I have an issue in ecs that some task fails and ca...
# deployment-ecs
j
I have an issue in ecs that some task fails and can see in AWS that task is stopped and in log that it failed, but dagster still showing starting label. This way I have all running tasks in starting state but all are stopped and failed in aws. Did you have similar problem?
s
You can use run monitor. That is, add following to your `daemon`’s `dagster.yaml`:
Copy code
run_monitoring:
  enabled: true
  start_timeout_seconds: 300 # ECS runs can take a long time to start (~80 seconds is normal)

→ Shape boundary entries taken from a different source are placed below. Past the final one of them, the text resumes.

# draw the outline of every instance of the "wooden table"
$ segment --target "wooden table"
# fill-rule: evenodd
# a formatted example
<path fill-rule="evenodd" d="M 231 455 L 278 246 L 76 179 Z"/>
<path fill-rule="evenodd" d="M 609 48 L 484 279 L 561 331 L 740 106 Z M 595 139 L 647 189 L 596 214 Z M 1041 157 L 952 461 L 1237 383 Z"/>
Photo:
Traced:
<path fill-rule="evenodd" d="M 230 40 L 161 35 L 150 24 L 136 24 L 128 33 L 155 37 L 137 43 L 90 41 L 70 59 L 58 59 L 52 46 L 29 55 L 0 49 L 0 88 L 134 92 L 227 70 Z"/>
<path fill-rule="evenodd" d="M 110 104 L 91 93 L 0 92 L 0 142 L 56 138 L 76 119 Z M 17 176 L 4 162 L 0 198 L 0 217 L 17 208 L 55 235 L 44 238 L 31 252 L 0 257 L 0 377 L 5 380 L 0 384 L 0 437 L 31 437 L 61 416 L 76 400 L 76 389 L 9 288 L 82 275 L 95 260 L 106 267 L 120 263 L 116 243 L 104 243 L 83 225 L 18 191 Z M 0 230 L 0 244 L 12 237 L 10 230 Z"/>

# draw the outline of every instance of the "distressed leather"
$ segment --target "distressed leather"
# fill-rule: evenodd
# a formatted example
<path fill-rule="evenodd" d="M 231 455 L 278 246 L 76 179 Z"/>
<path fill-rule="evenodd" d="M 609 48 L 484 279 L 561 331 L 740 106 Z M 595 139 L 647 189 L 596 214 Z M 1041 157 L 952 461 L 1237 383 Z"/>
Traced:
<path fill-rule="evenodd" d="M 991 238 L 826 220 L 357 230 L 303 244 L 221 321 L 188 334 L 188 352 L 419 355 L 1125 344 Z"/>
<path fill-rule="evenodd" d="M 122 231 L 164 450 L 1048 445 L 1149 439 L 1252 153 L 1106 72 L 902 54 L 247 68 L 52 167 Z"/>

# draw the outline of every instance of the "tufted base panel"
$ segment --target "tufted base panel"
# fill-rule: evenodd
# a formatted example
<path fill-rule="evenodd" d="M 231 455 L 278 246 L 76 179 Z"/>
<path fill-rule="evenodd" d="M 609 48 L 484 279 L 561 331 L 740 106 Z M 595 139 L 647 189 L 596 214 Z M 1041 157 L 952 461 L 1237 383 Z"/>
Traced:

  max_resume_run_attempts: 0
  poll_interval_seconds: 120
❤️ 1
p
Jakub, are there anything in the logs indicating why they failed?
j
They failed, because I deployed dagster repository and I had the issues with sqlalchemy 2.0.0. I then updated the newest version of services, but the runs got stuck in starting phase
a
Hi, is
poll_interval_seconds
the maximum allowed duration of an Op before the monitoring daemon fails the run?
j
it's how frequent daemon check
and start_timeout_seconds is minimal time after which job is marked as failed. In worst case your job will be marked after poll_interval_seconds+start_timeout_seconds.
❤️ 1
a
Ah so it just checks whether the underlying ECS task is still running? I currently only have:
Copy code
run_monitoring:
  enabled: true
  start_timeout_seconds: 600
So this setup does not check for hanging "running" jobs but just jobs that are stuck on "starting"?